Gore's Solar Proposal

On July 17, 2008, Former Vice President Al Gore’s July 17 speech – labeled by some adoring members of the press as a “major speech” — offered a solution to the problem he decided to associate with and be defined by: global climate change and energy. Gore practiced a time honored routine. The bigger the lie the more difficult it becomes to challenge. And, as usual, the press let him get away with it.

Gore went a couple of steps farther than he had before. According to the global warming guru, all of our major problems are tied by a “common thread” and that if we only just pull this thread, and say the magic words, all of our economic, environmental and international conflict problems would be solved. So what is this magic that unites everything? According to Gore this is simply the electrical grid right here at home. The way to do this is by replacing all carbon fuel sources that currently feed our power grid with renewables. This means replacing 79% of our electrical energy source within 10 years (846,000 megawatss out of 1,076,000) or 89% if nuclear is also considered a morally repugnant source of energy, because Gore’s version of morality seems to be the only coherent reason, at least to him and his entourage, why something as large as this would be even considered seriously.

To begin with, Gore’s proposal is crazy even in its inception. We use minimum amount of oil for power generation and we use almost only oil for transportation. Unless all cars become 100% electric, a huge challenge on its own, changing our electrical power generation does not address our biggest vulnerability: oil imports.

But even so, let’s see where Gore’s magical thread takes us, and look at the implications of a couple of his proposals. The first that caught our eyes was the catchy slogan, “We should tax what we burn, not what we earn.” And, like most catchy slogans, it’s cute but not wise.

Gore believes that a reduction in payroll taxes, which currently make up 6.4 % of the GDP, or some $840 billion, and replaced by a tax on carbon emissions in the US is a good option. The US currently produces about 26 billion metric tons of CO2 per year. Although he did not specify how large of a cut, let’s say that the whole payroll tax is replaced. After some simple math, this comes out to 32 dollars per metric ton of CO2 , eerily close to the European carbon exchange of about 40 US dollars. When this is compared to the current US carbon exchange rate of 4 dollars per ton, we question why such a strong push to have a minimum benchmark of 32 dollars. Why? As most other people who push and lobby persistently over similar fallacies, the answer is because of money. Gore happens to be the chairman of Generation Investment Management, a London based company with offices in Washington that ironically enough deals in carbon credits and carbon offsetting, for a fee of course. This clearly shows Gore’s morality and altruism.

Now, let’s analyze the economic impact of Gore’s huge transformation proposal, which says that at least 79% of the current infrastructure must be replaced. This amounts to about 850 million kilowatts in newly installed facilities, and of course the decommissioning of perfectly operational power plants. According to Gore, in 40 minutes, enough solar energy reaches the earth to power all of mankind’s energy needs for a whole year and while we don’t refute this factoid, to assume that incipient solar radiation can be harnessed 100 %, is ridiculous even for an elementary school science class, this from the man of “the science is all in” for anthropogenic global warming.

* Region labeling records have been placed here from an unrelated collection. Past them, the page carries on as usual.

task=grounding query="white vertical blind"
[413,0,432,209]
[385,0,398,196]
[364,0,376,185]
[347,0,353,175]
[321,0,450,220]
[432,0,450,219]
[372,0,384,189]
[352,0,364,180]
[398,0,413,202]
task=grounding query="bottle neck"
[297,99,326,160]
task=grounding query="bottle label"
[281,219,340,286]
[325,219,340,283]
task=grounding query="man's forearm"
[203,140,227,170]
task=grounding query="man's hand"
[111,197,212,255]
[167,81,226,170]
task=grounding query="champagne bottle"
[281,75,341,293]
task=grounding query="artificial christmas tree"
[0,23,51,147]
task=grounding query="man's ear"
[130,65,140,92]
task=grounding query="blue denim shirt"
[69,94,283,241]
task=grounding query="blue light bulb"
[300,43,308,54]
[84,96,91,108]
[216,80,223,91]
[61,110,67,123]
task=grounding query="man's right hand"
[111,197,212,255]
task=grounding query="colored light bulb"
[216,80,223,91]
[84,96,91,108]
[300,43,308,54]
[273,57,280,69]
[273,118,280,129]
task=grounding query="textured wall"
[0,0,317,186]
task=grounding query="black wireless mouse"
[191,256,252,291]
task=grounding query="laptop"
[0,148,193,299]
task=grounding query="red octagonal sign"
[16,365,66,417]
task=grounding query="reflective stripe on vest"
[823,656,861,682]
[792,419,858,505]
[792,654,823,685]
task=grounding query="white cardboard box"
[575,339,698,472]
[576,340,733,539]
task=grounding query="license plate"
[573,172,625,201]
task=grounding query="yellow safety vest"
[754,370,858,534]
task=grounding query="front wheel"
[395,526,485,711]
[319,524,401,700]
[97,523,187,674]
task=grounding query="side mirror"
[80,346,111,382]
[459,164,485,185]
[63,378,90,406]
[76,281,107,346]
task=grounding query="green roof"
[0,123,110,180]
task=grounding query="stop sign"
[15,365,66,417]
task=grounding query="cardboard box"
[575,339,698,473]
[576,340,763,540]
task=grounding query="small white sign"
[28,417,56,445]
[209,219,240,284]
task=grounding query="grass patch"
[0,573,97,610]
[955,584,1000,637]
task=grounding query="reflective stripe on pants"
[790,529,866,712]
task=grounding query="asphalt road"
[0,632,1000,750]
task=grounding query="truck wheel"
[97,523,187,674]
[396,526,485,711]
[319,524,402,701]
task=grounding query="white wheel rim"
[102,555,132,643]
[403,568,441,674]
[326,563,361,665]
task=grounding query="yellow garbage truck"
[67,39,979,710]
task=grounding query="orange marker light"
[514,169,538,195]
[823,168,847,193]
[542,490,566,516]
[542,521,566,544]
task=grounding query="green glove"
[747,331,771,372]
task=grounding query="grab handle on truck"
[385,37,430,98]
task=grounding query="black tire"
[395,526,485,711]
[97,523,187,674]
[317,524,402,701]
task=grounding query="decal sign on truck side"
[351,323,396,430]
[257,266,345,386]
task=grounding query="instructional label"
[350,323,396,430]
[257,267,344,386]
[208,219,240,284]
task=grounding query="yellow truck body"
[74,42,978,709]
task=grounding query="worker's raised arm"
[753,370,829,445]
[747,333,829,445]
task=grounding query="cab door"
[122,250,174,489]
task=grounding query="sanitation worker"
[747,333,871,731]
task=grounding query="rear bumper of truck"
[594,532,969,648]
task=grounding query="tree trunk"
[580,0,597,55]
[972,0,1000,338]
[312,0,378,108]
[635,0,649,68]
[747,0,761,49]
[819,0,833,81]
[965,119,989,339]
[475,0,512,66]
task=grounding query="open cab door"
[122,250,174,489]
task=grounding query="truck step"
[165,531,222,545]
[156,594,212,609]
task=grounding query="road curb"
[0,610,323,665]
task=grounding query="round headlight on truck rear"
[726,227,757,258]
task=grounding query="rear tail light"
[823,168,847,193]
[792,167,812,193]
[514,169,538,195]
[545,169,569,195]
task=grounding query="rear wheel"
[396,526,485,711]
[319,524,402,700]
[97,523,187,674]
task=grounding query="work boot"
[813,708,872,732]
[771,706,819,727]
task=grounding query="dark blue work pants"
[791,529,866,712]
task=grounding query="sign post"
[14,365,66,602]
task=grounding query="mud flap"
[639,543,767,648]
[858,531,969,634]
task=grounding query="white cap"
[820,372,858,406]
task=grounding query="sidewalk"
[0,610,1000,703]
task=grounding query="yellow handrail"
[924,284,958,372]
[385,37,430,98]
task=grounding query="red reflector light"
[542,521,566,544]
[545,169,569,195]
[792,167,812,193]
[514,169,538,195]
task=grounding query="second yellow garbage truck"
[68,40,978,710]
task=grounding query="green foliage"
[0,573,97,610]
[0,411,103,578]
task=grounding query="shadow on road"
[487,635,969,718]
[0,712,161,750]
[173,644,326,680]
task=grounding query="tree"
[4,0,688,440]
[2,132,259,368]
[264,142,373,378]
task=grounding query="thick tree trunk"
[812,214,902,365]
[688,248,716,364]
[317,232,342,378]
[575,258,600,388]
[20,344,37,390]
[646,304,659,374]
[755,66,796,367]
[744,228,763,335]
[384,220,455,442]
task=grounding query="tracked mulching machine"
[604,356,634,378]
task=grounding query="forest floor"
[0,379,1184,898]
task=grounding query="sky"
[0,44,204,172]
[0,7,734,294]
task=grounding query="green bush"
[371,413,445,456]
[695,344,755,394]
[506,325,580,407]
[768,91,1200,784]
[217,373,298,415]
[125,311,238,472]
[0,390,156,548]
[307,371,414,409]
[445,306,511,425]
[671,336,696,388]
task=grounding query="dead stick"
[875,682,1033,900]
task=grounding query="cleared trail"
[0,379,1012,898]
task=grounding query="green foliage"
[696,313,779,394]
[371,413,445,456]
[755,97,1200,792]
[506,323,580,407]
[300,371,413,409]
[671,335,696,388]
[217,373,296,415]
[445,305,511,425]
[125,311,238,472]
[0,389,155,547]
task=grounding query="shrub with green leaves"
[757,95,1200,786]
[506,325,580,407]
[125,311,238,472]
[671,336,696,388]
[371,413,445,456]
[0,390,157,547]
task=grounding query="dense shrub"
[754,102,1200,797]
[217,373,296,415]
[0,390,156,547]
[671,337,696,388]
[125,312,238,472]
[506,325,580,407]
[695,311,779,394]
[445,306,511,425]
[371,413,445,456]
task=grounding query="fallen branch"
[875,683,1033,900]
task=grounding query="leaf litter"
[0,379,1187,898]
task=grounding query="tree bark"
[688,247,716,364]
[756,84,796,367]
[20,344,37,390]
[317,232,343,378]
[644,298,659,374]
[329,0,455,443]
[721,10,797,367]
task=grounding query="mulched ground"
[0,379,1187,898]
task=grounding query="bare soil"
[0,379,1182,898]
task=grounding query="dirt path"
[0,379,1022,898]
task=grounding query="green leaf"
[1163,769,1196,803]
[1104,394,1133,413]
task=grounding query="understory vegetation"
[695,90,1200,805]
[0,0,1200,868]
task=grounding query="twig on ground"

So let’s assume that the American government decides to replace 850 million kilowatts of current power generating capacity over the next 10 years. Solar power plant costs range from 8,000 to 12,000 $/kW installed, and could theoretically replace much of the existing power grid, if we decide to displace entire states and convert them into solar farms. This initiative would require a minimum investment of $10 trillion dollars. With reliability less than 10% this would translate to over $100 trillion not counting any operational costs thereafter. Thus, if all US GDP goes to build solar plants over the next 10 years that will just about do it.

I don’t know where Gore gets his math when he said his proposal would cost the consumer, “the equivalent of 1 dollar per gallon [of] gasoline.” How about more than $35,000 per man, woman and child per year?